While working on sparse index integration for 'git rm' [1], Shaoxuan found
that removed sparse directories, when reset, would no longer be sparse. This
was due to how 'unpack_trees()' determined whether a traversed directory was
a sparse directory or not; it would only unpack an entry as a sparse
directory if it existed in the index. However, if the sparse directory was
removed, it would be treated like a non-sparse directory and its contents
would be individually unpacked.

To avoid this unnecessary traversal and keep the results of 'reset' as
sparse as possible, the decision logic for whether a directory is sparse is
changed to:

 * If the directory is a sparse directory in the index, unpack it.
 * If not, is the directory inside the sparse cone? If so, do not unpack it.
 * If the directory is outside the sparse cone, does it have any child
   entries in the index? If so, do not unpack it.
 * Otherwise, unpack the entry as a sparse directory.
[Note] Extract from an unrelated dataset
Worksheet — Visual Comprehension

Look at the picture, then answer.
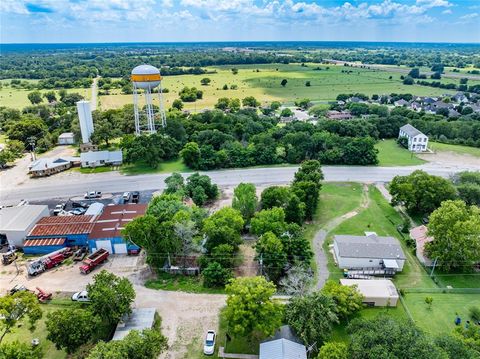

In the process of updating 'reset', a separate issue was found in 'checkout'
where collapsed sparse directories did not have modified contents reported
file-by-file. A similar bug was found with 'status' in 2c521b0e49 (status:
fix nested sparse directory diff in sparse index, 2022-03-01), and
'checkout' was corrected the same way (setting the diff flag 'recursive' to
1).


Changes since V1
================

 * Reverted the removal of 'index_entry_exists()' to avoid breaking other
   in-flight series.
 * Renamed 'is_missing_sparse_dir()' to 'is_new_sparse_dir()'; revised
   comments and commit messages to clarify what that function is doing and
   why.
 * Handled "unexpected" inputs to 'is_new_sparse_dir()' more gently,
   returning 0 if 'p' is not a directory or the directory already exists in
   the index (rather than exiting with 'BUG()'). This is intended to make
   'is_new_sparse_dir()' less reliant on information about the index
   established by 'unpack_callback()' & 'unpack_single_entry()', resulting
   in easier-to-read and more reusable code.

Thanks!

 * Victoria

[1]
https://lore.kernel.org/git/20220803045118.1243087-1-shaoxuan.yuan02@xxxxxxxxx/

Victoria Dye (4):
  checkout: fix nested sparse directory diff in sparse index
  oneway_diff: handle removed sparse directories
  cache.h: create 'index_name_pos_sparse()'
  unpack-trees: unpack new trees as sparse directories

 builtin/checkout.c                       |   1 +
 cache.h                                  |   9 ++
 diff-lib.c                               |   5 ++
 read-cache.c                             |   5 ++
 t/t1092-sparse-checkout-compatibility.sh |  25 ++++++
 unpack-trees.c                           | 106 ++++++++++++++++++++---
 6 files changed, 141 insertions(+), 10 deletions(-)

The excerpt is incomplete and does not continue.